Cheddar Beer Soup with Black Pepper Croutons
Black Pepper Croutons
- 3 tablespoons olive oil
- 4 cups rustic bread cubes
- ½ cup finely shredded Pecorino Romano
- Salt and pepper
- Cheddar Beer Soup
- 3 tablespoons olive oil
- 1 medium onion, chopped
- 1 clove garlic, minced
- 1 pound red skinned potatoes, peeled and chopped into ½” cubes
- 1 c beer
- 4 cups vegetable stock
- ¼ teaspoon dry mustard
- Several dashes Tabasco sauce
- Several dashes of Worcestershire
- 6 ounces shredded sharp cheddar
- Salt and pepper
Croutons
- Toss the bread cubes in olive oil and season with salt. Spill the coated cubes on a baking sheet and bake at 400 degrees until golden brown.
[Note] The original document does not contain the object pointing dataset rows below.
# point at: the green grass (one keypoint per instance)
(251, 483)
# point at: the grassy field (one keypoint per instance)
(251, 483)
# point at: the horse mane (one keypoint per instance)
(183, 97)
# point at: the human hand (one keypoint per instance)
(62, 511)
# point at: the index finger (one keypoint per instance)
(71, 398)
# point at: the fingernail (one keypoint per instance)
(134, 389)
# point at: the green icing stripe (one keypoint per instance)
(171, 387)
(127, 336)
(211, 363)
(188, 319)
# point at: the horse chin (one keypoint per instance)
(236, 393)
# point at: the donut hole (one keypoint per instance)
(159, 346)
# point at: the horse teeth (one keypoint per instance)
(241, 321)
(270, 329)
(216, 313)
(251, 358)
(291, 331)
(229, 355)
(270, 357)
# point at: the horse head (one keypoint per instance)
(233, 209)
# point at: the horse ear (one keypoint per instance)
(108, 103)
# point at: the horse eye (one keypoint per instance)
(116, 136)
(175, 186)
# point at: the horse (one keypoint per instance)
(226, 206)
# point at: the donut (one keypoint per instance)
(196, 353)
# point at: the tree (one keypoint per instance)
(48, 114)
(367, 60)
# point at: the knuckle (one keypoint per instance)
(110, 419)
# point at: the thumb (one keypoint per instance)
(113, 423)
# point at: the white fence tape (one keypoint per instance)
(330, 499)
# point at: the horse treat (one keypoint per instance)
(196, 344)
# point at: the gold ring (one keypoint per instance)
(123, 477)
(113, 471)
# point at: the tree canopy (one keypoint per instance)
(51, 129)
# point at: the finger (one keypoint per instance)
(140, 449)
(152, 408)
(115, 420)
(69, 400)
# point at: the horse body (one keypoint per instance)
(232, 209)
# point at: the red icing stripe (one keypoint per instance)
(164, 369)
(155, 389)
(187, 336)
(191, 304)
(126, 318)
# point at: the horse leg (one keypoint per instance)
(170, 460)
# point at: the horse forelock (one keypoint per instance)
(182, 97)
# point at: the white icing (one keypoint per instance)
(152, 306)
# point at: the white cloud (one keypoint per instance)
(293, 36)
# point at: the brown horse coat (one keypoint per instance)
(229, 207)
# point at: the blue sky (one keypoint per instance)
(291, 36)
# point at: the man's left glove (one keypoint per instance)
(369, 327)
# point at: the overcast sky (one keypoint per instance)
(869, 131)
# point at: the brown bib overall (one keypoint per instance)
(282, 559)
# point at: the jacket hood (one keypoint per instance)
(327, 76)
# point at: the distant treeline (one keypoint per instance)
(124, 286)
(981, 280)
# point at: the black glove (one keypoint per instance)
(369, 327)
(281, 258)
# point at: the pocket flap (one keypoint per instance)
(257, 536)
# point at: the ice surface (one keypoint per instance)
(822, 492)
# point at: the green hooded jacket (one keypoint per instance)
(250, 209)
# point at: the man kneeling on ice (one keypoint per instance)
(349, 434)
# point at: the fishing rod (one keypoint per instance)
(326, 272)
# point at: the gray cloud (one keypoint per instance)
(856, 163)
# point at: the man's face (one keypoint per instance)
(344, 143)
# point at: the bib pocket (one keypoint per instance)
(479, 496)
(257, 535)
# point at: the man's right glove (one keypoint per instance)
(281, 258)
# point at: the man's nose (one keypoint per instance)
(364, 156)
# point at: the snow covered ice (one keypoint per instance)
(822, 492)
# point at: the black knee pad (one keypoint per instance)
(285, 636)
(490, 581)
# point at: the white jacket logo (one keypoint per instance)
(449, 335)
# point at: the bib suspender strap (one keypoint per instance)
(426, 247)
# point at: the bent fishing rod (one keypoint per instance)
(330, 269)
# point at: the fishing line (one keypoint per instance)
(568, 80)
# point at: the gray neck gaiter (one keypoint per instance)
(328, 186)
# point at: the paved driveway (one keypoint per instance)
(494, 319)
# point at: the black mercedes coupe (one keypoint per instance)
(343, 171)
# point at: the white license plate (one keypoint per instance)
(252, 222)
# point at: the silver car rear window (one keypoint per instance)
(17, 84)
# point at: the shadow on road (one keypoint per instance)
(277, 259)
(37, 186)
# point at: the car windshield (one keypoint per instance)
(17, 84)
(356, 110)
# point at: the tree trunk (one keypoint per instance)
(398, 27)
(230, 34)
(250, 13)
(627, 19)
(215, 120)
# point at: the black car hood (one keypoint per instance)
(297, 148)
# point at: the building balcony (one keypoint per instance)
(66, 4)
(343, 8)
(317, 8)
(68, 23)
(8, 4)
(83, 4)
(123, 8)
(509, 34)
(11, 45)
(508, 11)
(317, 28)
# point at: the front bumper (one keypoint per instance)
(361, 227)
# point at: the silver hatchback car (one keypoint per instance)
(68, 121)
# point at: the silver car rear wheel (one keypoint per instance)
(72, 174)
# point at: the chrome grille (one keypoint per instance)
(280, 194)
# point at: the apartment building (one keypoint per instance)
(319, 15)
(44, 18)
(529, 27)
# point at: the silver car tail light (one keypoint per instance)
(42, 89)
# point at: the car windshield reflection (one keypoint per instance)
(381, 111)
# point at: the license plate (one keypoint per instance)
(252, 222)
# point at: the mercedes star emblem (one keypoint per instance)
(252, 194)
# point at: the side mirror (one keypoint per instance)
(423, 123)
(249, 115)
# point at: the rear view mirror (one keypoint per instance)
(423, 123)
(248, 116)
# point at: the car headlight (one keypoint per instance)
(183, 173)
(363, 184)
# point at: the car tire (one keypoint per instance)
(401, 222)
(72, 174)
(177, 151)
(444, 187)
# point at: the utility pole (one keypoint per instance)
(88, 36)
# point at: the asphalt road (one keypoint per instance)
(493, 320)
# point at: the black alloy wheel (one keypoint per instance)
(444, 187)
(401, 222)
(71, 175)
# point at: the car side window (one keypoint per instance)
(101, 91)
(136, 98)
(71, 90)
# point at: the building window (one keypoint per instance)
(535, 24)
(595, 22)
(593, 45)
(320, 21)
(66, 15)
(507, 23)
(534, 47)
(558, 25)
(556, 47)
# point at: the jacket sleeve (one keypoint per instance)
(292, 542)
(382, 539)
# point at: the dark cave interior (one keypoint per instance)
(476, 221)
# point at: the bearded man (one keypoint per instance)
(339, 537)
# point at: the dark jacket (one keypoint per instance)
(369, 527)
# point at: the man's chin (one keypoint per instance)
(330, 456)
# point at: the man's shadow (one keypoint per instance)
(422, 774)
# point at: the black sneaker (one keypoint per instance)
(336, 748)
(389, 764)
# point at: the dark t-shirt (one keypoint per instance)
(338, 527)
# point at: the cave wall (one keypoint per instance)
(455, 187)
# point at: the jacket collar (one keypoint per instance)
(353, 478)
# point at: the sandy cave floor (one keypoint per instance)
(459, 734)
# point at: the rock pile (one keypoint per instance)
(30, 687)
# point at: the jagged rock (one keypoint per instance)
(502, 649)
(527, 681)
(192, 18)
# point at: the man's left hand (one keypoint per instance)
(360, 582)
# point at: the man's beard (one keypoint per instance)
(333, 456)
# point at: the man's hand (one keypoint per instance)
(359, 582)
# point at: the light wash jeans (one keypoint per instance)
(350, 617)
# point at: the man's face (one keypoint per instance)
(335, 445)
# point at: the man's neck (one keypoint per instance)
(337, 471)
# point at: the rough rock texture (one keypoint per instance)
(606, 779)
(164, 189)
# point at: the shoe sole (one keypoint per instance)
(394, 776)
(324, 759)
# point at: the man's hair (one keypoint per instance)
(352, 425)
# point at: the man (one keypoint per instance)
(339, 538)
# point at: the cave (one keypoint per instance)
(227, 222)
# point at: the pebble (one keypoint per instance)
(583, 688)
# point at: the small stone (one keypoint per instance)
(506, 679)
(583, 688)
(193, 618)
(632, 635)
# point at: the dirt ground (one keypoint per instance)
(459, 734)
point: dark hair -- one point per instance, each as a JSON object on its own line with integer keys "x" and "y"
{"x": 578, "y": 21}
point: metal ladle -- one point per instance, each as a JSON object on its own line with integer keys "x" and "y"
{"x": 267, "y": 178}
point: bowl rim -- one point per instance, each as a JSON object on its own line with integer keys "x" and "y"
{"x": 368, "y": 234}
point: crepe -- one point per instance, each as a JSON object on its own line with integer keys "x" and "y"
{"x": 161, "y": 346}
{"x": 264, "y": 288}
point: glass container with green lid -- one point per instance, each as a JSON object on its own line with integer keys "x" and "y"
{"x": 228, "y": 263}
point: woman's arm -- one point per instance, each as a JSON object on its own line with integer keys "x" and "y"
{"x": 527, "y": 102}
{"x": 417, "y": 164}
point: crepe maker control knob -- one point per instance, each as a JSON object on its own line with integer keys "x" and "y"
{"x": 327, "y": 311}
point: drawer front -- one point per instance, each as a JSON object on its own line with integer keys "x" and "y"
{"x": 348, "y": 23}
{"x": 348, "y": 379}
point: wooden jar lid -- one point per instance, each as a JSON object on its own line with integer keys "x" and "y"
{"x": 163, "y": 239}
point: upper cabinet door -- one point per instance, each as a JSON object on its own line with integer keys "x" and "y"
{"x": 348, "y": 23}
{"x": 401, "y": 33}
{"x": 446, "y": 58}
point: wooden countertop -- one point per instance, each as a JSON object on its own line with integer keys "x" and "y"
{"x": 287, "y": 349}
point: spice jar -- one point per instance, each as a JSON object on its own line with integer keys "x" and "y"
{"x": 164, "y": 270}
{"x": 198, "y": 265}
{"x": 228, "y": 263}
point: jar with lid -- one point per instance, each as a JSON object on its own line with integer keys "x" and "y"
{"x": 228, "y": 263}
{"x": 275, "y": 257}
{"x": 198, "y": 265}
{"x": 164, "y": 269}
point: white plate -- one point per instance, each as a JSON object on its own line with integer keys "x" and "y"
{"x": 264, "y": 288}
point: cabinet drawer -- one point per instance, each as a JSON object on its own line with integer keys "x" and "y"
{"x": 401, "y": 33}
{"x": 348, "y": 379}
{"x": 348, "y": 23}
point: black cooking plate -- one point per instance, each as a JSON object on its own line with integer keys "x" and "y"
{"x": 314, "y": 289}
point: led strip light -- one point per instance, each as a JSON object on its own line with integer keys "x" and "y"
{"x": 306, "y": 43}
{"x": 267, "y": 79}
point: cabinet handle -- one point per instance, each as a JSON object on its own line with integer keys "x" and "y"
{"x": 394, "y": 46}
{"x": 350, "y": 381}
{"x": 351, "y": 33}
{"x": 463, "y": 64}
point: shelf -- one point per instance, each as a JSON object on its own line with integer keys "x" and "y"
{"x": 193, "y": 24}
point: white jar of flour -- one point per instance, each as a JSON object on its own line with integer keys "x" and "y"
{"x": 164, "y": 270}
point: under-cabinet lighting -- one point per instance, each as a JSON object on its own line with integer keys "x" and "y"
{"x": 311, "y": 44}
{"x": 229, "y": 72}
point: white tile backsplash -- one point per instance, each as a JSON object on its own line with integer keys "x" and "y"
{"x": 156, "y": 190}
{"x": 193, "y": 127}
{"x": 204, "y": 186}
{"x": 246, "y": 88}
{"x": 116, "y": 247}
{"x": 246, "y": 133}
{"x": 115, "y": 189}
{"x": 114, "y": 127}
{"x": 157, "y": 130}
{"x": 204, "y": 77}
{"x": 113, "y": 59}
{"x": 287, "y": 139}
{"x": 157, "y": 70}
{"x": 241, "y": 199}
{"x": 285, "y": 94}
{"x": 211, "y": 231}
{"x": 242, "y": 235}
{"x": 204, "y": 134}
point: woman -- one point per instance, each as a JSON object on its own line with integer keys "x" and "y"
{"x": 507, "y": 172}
Remove from heat and immediately toss with cheese and black pepper. Cool until ready to use.
Soup
- Heat the olive oil in a large heavy saucepan over medium high heat. Add the onion and sauté until onions begin to sweat, about five minutes; add the potatoes and continue sautéing another 10 minutes; add garlic and sauté until flavor is released, about 2 minutes. Add the beer and the stock, increase heat to a simmer and cook about 20 minutes until potatoes and vegetables are very soft.
- Remove from heat and puree the soup in either a blender or use an immersion blender depending on desired consistency. Return the soup to the pot and place over low heat. Add the mustard, Worcestershire and Tabasco. Add the cheese a handful at a time, stirring between each addition (do not bring to a boil). Simmer until the cheese is melted and smooth. Taste and adjust with salt and pepper. Garnish with croutons.